Y, claro, pasó lo que tenía que pasar,
que un día toda la fuerza de voluntad de Caramelo de Escarcha se vino
abajo, y eso ocurrió cuando le tocó encargarse por primera vez de los
árboles rebosantes de caramelos de todos los tamaños, formas, colores y
sabores: bastones rojiblancos, apretadas espirales rosas, pequeñas
piezas de frutas anaranjadas, diminutas bolitas amarillas, cilindros
multicolores… Ante cosas tan deliciosas, Caramelo de Escarcha no pudo
resistirse y, mientras trabajaba, comenzó a comer de todos y cada uno de
ellos.
Y siguió haciéndolo todos los días. El
Gran Hada de las Golosinas, notando la falta de caramelos, reunió a
todas las haditas para advertirles que, fuera quien fuera la culpable,
debía detenerse o sus robos iban a tener un gran castigo.
Al día siguiente, Caramelo de Escarcha,
asustada, se dijo a sí misma que no cogería ni medio caramelo pero,
lamentablemente, la decisión le duró bien poco y volvió a comer
caramelos como si nada. Varios días más tarde, el Gran Hada de las
Golosinas, volvió a reunir a las pequeñas trabajadoras y volvió a
repetir lo mismo de la vez anterior: que si la ladrona no dejaba en paz
los caramelos, iba a sufrir muchísimo.
Caramelo de Escarcha, viendo hasta
entonces no había ocurrido nada, continuó comiendo caramelos, un poco
preocupada, pero no demasiado. Volvieron a pasar los días, volvió el
Gran Hada a reunirlas a todas y volvió a insistir en que sería mejor
que, quienquiera que lo hiciese, dejara de coger caramelos sino quería
pasarlo realmente mal. Caramelo de Escarcha, por supuesto, volvió al
día siguiente a comer de todas y cada una de aquellas maravillas de
colores.
Y así pasaron unas cuantas semanas hasta
que, una mañana la pobre Caramelo de Escarcha despertó sufriendo un
dolor horrible, espantoso y horroroso. Un dolor como nunca había sentido
antes, un dolor horroroso, un tremebundo dolor de muelas que casi no la
dejaba ni pensar y acudió a la única que podía ayudarla: el Gran Hada
de las Golosinas que, al verla, la miró entre severa y divertida, y le
dijo:
-¿Cuántas veces advertí de que seguir cogiendo caramelos iba a traer graves consecuencias?
Caramelo de Escarcha, sorprendida, preguntó:
-¿Ese dolor atroz me lo has causado tú para castigarme por comer caramelos?
El Gran Hada, sacudió la cabeza, negándolo:
-No, ese dolor atroz te lo has causado tú misma comiendo caramelos sin ton ni son.
Y le explicó que, cuando uno come tantas
golosinas como ella había comido, acaban por formarse caries que es lo
que estaba provocándole ese terrible dolor de muelas y que no pensaba
castigarla de ninguna forma porque ya tenía castigo más que suficiente.

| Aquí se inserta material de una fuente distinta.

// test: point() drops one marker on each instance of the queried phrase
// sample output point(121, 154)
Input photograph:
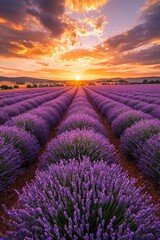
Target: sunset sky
point(87, 39)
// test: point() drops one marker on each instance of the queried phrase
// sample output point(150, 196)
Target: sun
point(78, 78)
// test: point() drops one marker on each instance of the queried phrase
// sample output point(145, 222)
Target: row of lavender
point(80, 191)
point(139, 133)
point(144, 102)
point(22, 136)
point(23, 106)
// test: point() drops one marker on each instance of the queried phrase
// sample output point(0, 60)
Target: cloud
point(83, 5)
point(139, 45)
point(139, 34)
point(147, 56)
point(47, 12)
point(13, 10)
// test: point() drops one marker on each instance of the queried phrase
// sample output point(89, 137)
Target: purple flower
point(81, 110)
point(32, 124)
point(126, 120)
point(133, 138)
point(22, 141)
point(83, 201)
point(149, 160)
point(77, 144)
point(10, 164)
point(81, 121)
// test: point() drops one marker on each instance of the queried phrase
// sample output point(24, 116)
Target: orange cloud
point(83, 5)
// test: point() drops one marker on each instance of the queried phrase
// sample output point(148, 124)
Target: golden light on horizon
point(78, 78)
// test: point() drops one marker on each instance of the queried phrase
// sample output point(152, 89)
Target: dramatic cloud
point(139, 35)
point(149, 56)
point(140, 44)
point(13, 10)
point(61, 35)
point(83, 5)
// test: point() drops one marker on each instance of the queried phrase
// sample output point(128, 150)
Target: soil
point(9, 197)
point(129, 165)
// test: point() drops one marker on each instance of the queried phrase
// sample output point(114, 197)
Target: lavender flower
point(32, 124)
point(10, 164)
point(133, 138)
point(81, 110)
point(22, 141)
point(76, 144)
point(86, 201)
point(126, 120)
point(81, 121)
point(149, 160)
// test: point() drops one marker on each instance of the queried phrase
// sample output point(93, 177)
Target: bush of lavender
point(133, 138)
point(156, 112)
point(32, 124)
point(126, 120)
point(77, 144)
point(81, 121)
point(149, 161)
point(81, 110)
point(22, 141)
point(10, 164)
point(115, 112)
point(86, 201)
point(48, 114)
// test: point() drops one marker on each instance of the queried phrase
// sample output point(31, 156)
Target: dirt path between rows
point(9, 197)
point(130, 165)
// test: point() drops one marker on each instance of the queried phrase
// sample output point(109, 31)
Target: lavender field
point(84, 161)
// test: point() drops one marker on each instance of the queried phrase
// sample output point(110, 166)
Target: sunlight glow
point(78, 78)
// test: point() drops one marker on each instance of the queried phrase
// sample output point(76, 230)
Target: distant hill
point(25, 80)
point(136, 80)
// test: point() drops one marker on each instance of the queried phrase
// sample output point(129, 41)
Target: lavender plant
point(77, 144)
point(22, 141)
point(133, 138)
point(81, 110)
point(81, 121)
point(149, 160)
point(86, 201)
point(32, 124)
point(126, 120)
point(10, 164)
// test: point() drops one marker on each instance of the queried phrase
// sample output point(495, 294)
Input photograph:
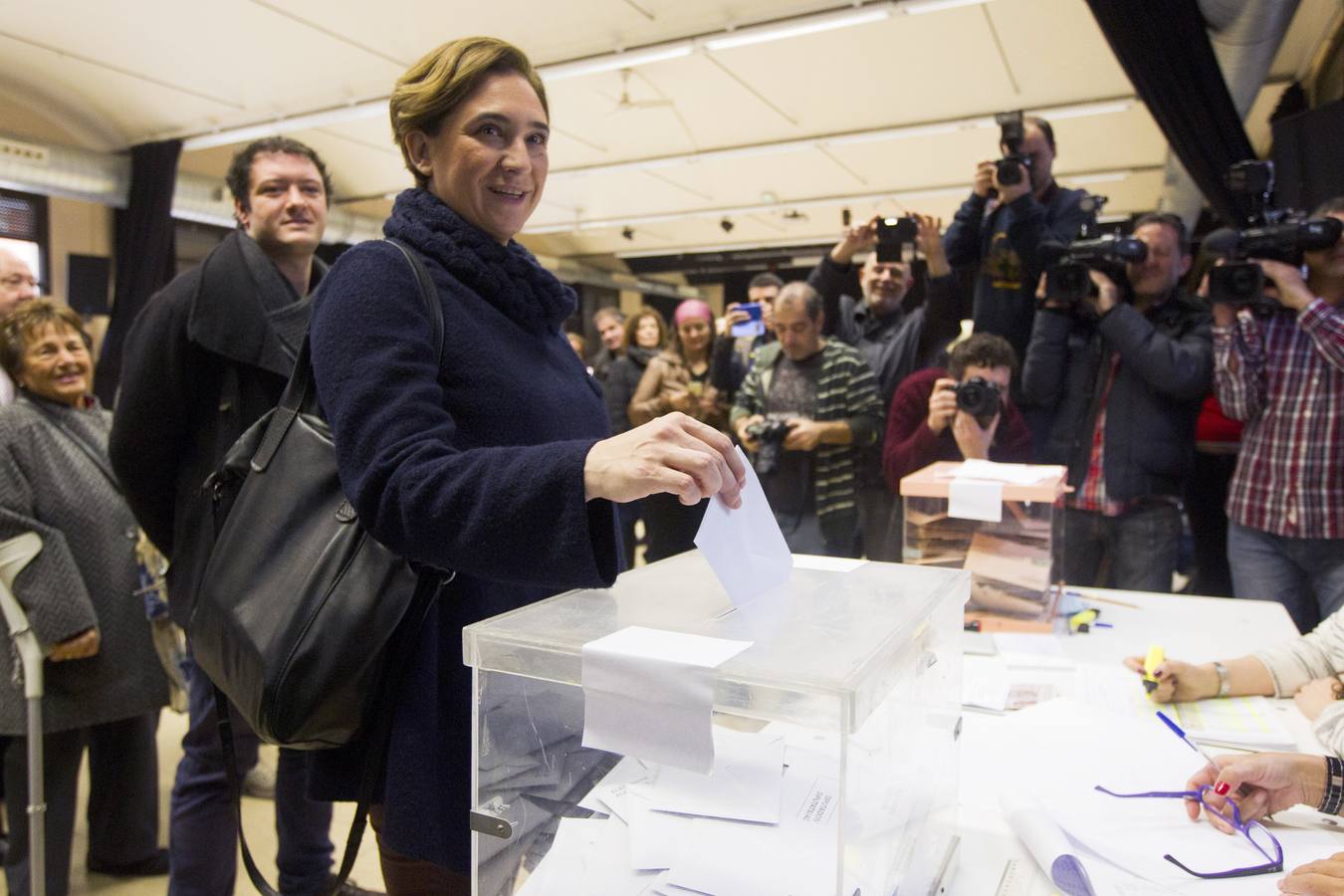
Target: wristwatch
point(1224, 685)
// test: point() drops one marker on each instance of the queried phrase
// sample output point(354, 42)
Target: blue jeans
point(1137, 549)
point(1305, 575)
point(203, 829)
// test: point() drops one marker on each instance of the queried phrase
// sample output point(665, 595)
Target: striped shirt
point(1283, 377)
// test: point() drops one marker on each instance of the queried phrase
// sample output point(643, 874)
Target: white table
point(1191, 629)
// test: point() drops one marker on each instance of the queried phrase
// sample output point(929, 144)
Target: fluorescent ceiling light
point(325, 118)
point(920, 7)
point(798, 27)
point(899, 196)
point(1085, 109)
point(615, 61)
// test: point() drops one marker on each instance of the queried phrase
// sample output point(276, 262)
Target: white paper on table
point(587, 856)
point(984, 683)
point(976, 500)
point(653, 834)
point(745, 547)
point(1251, 722)
point(1047, 844)
point(1013, 473)
point(649, 693)
point(795, 857)
point(825, 564)
point(611, 787)
point(745, 784)
point(1032, 650)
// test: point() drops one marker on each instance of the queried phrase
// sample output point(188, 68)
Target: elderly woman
point(679, 379)
point(104, 684)
point(491, 457)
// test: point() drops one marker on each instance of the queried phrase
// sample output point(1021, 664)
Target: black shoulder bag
point(302, 619)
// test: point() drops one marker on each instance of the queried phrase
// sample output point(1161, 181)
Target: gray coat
point(84, 576)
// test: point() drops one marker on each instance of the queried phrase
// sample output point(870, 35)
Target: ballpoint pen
point(1190, 743)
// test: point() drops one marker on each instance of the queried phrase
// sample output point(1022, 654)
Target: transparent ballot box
point(835, 739)
point(1002, 530)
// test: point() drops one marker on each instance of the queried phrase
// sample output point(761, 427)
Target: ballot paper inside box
point(835, 741)
point(1001, 522)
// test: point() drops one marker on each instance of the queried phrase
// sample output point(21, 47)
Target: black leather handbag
point(299, 603)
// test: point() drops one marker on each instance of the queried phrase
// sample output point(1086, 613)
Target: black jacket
point(202, 364)
point(1166, 365)
point(1006, 246)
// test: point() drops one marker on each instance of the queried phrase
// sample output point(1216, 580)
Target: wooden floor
point(258, 819)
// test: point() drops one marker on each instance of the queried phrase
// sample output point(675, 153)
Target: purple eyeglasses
point(1258, 834)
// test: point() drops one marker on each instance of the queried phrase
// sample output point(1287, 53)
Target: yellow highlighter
point(1155, 658)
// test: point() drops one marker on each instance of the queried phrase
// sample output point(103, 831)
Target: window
point(23, 231)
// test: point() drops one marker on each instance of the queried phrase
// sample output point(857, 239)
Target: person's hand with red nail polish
point(1259, 784)
point(1323, 877)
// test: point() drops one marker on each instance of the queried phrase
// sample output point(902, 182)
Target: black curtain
point(145, 251)
point(1164, 49)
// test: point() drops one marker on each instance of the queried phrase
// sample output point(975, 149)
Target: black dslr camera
point(769, 435)
point(1066, 266)
point(1275, 234)
point(979, 398)
point(1012, 130)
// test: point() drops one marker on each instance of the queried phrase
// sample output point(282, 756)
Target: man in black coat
point(1126, 380)
point(206, 357)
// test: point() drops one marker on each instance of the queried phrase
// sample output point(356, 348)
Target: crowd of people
point(525, 469)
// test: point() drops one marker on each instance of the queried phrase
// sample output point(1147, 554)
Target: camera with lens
point(1012, 131)
point(1279, 235)
point(769, 434)
point(979, 398)
point(897, 239)
point(1066, 266)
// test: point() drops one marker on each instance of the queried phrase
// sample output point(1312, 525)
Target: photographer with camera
point(955, 414)
point(895, 340)
point(1283, 377)
point(805, 411)
point(1013, 206)
point(1125, 377)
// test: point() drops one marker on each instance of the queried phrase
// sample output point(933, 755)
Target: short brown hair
point(239, 168)
point(980, 349)
point(633, 324)
point(430, 91)
point(27, 319)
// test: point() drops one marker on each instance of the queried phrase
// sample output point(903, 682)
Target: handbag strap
point(375, 757)
point(299, 388)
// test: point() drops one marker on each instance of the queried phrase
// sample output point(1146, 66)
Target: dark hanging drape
point(1164, 49)
point(146, 256)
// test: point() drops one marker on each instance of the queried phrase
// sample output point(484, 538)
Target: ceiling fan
point(625, 104)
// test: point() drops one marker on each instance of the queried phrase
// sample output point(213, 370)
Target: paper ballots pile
point(763, 821)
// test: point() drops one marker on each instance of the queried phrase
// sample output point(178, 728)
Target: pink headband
point(691, 308)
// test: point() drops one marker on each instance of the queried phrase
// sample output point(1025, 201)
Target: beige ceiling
point(113, 74)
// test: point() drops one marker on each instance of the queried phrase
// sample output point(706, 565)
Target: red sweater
point(910, 445)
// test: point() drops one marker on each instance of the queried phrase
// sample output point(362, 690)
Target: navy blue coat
point(471, 461)
point(1166, 368)
point(1006, 246)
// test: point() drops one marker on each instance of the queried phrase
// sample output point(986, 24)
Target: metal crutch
point(15, 554)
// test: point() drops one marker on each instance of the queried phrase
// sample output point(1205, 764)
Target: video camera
point(769, 434)
point(1012, 130)
point(897, 239)
point(1275, 234)
point(979, 398)
point(1066, 266)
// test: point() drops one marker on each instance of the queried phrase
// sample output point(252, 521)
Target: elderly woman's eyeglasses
point(1258, 834)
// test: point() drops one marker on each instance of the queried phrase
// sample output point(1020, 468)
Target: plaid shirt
point(1283, 377)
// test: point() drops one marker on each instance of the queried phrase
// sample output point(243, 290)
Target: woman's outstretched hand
point(675, 453)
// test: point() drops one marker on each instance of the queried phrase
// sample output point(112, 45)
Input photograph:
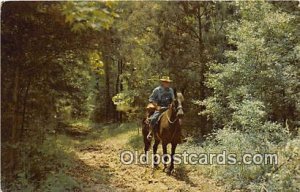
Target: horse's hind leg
point(155, 158)
point(165, 155)
point(174, 145)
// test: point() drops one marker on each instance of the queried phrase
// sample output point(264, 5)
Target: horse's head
point(178, 105)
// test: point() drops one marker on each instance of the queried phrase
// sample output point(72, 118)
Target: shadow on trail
point(181, 174)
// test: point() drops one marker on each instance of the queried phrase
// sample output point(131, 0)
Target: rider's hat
point(165, 79)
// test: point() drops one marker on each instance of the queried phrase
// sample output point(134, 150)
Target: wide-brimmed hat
point(166, 79)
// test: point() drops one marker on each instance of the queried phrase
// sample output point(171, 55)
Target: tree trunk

Eso sí, esperaba que hubiera aprendido
la lección y no volviera a hacer lo mismo nunca más. Caramelo de
Escarcha, avergonzada y dolorida, dijo que sí con un movimiento brusco
de cabeza lo que hizo que el dolor de muelas se hiciera más fuerte aún.
La Señora de las Golosinas había pensado dejar que Caramelo de Escarcha
lo pasara mal un par de días más pero al verla tan avergonzada,
arrepentida y dolorida, le dio tanta pena que decidió utilizar su magia
para curarla en ese mismo instante.
Tan aliviada se sintió Caramelo de
Escarcha que se hizo la firme promesa de no volver a comer golosinas,
nunca más, promesa que sólo duró hasta la mañana siguiente, por
supuesto.
Porque sí, la diminuta hada siguió
comiendo golosinas y disfrutándolas como siempre, eso sí, ni volvió a
robarlas del Jardín de Golosinas ni volvió a comerlas en tan grandes
cantidades porque, por mucho que le gustaran las chuches, a Caramelo de
Escarcha le gustaban muchos más sus dientes.
Fin
Caramelo de Escarcha. Dolores Espinosa, escritora española. Cuento infantil sobre la glotonería.